Der Dichter Günther Deicke, Jahrgang 1922, lieferte 1972 für den Aufbau-Band „Liebes- und andere Erklärungen. Schriftsteller über Schriftsteller“ einen Text mit dem Titel „Auftritt einer neuen Generation“. Er ist Volker Braun gewidmet und gehörte in den DDR-Jahren zu den am häufigsten bemühten, wenn es irgendjemandem um Braun ging. Zwar operiert Deicke mit einem untauglichen Generationsbegriff, das aber tun andere, Achtung Kalauer, seit Generationen auch. Man muss nur kurz versuchen, sich Paul Wiens und Günter Kunert sich als Angehörige einer Generation zu denken, wie Deicke es tut, um zu sehen, worin das Problem steckt.
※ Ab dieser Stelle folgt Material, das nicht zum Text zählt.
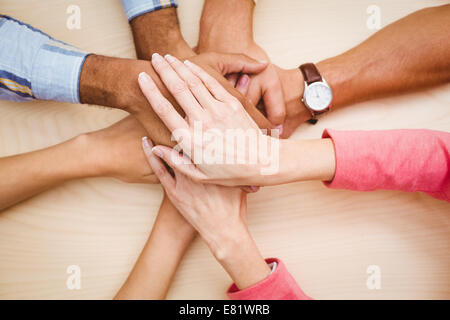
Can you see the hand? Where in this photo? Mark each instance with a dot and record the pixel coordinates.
(218, 214)
(292, 87)
(214, 112)
(266, 91)
(220, 65)
(116, 152)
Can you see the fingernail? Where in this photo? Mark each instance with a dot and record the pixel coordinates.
(144, 77)
(157, 152)
(146, 143)
(188, 63)
(243, 80)
(156, 57)
(279, 128)
(169, 58)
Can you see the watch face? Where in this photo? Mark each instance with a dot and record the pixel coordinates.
(318, 96)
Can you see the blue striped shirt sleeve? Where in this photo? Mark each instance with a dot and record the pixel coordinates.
(33, 65)
(135, 8)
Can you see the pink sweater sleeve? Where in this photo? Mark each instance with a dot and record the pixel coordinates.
(279, 285)
(408, 160)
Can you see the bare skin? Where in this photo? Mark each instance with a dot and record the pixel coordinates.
(26, 175)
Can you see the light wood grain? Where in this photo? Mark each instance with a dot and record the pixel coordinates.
(327, 238)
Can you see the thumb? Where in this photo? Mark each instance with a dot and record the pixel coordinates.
(178, 161)
(274, 103)
(239, 63)
(242, 84)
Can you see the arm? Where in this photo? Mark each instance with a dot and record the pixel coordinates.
(406, 160)
(113, 82)
(88, 155)
(401, 57)
(154, 270)
(36, 66)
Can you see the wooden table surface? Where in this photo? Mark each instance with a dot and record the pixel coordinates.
(327, 238)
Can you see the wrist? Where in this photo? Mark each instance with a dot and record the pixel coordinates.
(303, 160)
(340, 76)
(81, 159)
(240, 257)
(159, 31)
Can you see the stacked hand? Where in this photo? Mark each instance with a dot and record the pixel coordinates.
(213, 118)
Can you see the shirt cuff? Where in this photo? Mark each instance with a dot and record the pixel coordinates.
(279, 285)
(135, 8)
(56, 72)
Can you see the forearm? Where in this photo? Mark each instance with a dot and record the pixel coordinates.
(159, 31)
(238, 254)
(112, 82)
(226, 26)
(154, 270)
(26, 175)
(298, 160)
(410, 54)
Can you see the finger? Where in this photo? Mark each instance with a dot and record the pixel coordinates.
(212, 84)
(177, 87)
(274, 102)
(242, 84)
(196, 85)
(232, 78)
(254, 91)
(158, 166)
(239, 63)
(250, 189)
(162, 107)
(178, 162)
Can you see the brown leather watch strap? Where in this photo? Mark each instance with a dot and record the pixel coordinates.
(310, 73)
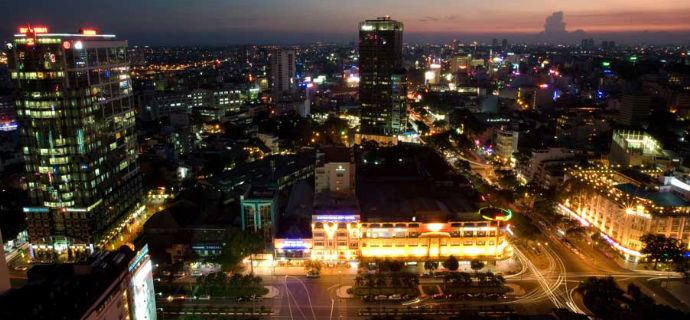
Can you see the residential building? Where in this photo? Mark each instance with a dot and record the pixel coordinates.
(505, 143)
(112, 285)
(259, 211)
(77, 131)
(634, 109)
(382, 86)
(335, 171)
(282, 76)
(624, 205)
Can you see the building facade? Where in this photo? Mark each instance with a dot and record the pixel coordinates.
(112, 285)
(258, 210)
(77, 134)
(282, 76)
(335, 171)
(340, 238)
(624, 208)
(382, 86)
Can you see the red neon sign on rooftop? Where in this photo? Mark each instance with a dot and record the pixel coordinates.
(35, 29)
(89, 32)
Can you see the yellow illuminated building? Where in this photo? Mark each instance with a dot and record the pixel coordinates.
(624, 208)
(339, 238)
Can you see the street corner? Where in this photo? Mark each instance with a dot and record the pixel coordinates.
(515, 289)
(341, 292)
(272, 292)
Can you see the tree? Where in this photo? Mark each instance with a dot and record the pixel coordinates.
(476, 265)
(660, 248)
(601, 295)
(430, 265)
(238, 245)
(313, 266)
(451, 264)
Deicke hat, und das sollte uns noch heute stutzig machen, mehr bleibende und gescheite Sätze über Braun zu Papier gebracht als die hochoffizielle Literaturgeschichtsschreibung der DDR in Summe. Weswegen man natürlich seine sonstigen Urteile über Deicke nicht umgehend zu revidieren hat. Und der schrieb: „Sein erster Gedichtband, „Provokation für mich“, war ein Paukenschlag: Majakowski zog in unsere junge Lyrik ein; Hölderlin hatte Karl Marx gelesen … da gab es Gedichte, die zogen daher wie Kolonnen zur Demonstration … diese Gedichte waren literarisch anspruchsvoll, ohne ästhetisch verstiegen zu sein“. Von Braun selbst gibt es im Band übrigens weder eine Liebes- noch eine andere Erklärung.